How long should the Sled Push take?
- Beginner: 3:30–5:30
- Average: 2:45–3:30
- Competitive: 2:10–2:45
- Elite: 1:30–2:10
No station has a wider spread relative to its length. Strength standards matter: if you can't back squat roughly your bodyweight (men, Open) the sled will be a wall, not a station.
Official weights & standards
- Open Men: 152 kg total (including sled)
- Open Women: 102 kg total
- Pro Men: 202 kg total
- Pro Women: 152 kg total (same as Open Men)
- Doubles: Same weight as the equivalent singles division, work shared
Technique
- Set your grip low on the poles with arms locked out or bent and braced — pick one and keep it; switching mid-length wastes drive.
- Lean until your body makes one straight line from ankles to shoulders, around 45 degrees — the sled moves when your mass is in front of your feet.
- Drive with full-foot contact and short, powerful steps; sprinting on toes stalls heavy sleds.
- Never let the sled stop mid-length if you can help it — breaking static friction costs double.
- Breathe at the turns: the 3–4 seconds walking around the sled is your only rest. Use it deliberately.
Where athletes lose time
- Arriving with a heart rate of 175 from running the previous 1km too fast — heavy pushing at redline is where races end.
- Standing too upright, pushing with arms instead of bodyweight.
- Taking long strides — heavy sleds respond to cadence, not stride length.

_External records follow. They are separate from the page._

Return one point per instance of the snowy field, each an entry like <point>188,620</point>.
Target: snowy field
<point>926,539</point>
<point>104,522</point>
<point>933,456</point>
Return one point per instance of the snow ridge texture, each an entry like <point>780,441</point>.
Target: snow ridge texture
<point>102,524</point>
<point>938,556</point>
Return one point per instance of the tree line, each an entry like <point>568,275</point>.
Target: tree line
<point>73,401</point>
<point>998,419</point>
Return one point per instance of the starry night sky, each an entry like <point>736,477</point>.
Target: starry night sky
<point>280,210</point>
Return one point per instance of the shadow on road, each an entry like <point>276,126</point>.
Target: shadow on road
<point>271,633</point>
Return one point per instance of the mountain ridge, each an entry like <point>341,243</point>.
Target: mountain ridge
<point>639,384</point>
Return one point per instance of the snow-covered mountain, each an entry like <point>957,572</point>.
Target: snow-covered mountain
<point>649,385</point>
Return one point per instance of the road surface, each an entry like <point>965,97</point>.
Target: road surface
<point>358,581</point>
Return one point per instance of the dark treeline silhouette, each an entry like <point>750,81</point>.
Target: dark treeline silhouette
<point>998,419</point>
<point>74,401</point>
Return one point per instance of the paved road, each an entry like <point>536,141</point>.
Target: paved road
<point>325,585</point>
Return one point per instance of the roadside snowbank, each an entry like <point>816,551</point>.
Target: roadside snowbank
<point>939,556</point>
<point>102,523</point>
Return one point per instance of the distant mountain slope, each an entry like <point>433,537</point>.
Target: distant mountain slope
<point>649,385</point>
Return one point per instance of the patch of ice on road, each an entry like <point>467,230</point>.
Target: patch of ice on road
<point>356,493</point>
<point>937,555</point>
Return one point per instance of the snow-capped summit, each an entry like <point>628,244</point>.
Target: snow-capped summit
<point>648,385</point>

- Never training on carpet: HYROX carpet is slower than gym turf, and the difference shocks first-timers.
Race-day pacing
Slow your preceding run by 10–15 sec/km — it's the cheapest insurance in the sport. On the sled, aim for continuous movement at a sustainable grind rather than explosive bursts with stalls. Doubles teams: split each 12.5m length or alternate lengths; never let the sled sit still during changeovers.
How to train it
- Heavy sled pushes: 6 × 15–20m at race weight or above, full recovery, weekly through your Build phase.
- Compromised: 500m run at race pace → 20m heavy push, 5 rounds.

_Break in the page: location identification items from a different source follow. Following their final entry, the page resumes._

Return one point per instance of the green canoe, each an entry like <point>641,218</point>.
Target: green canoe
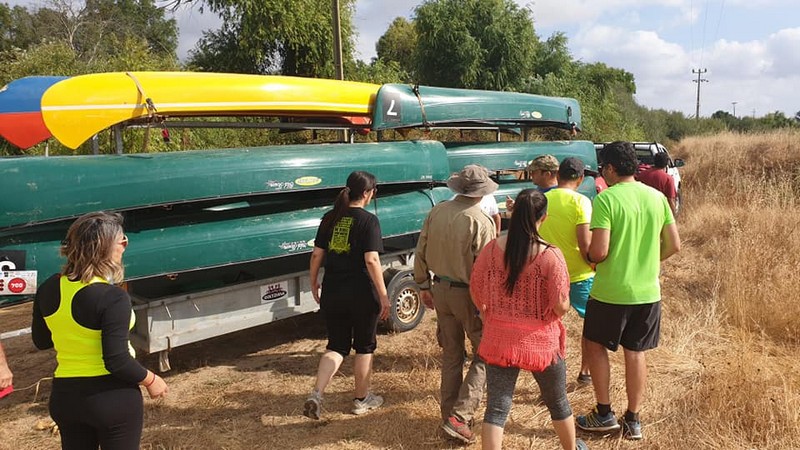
<point>516,155</point>
<point>406,106</point>
<point>44,189</point>
<point>187,239</point>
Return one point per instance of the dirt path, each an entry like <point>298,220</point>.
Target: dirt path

- No sled? Heavy walking lunges, leg press, and steep-hill sprints are the best substitutes — plus find a sled at least twice before race day.
- Strength floor: work toward a bodyweight back squat (men) / 0.75× (women) — below that, sled speed is strength-limited, not conditioning-limited.
FAQs
How heavy is the HYROX sled push really?
Open Men 152 kg, Open Women 102 kg, Pro Men 202 kg, Pro Women 152 kg — all including the sled itself. On race carpet the effective difficulty is higher than the same load on gym turf, so treat gym numbers with suspicion.
Why did my sled push take twice as long as in training?
Three usual reasons: race carpet is slower than your gym surface, you arrived with a much higher heart rate than in training, and adrenaline pushed your first length too hard causing stalls. Practice at race weight, on carpet if possible, immediately after hard running.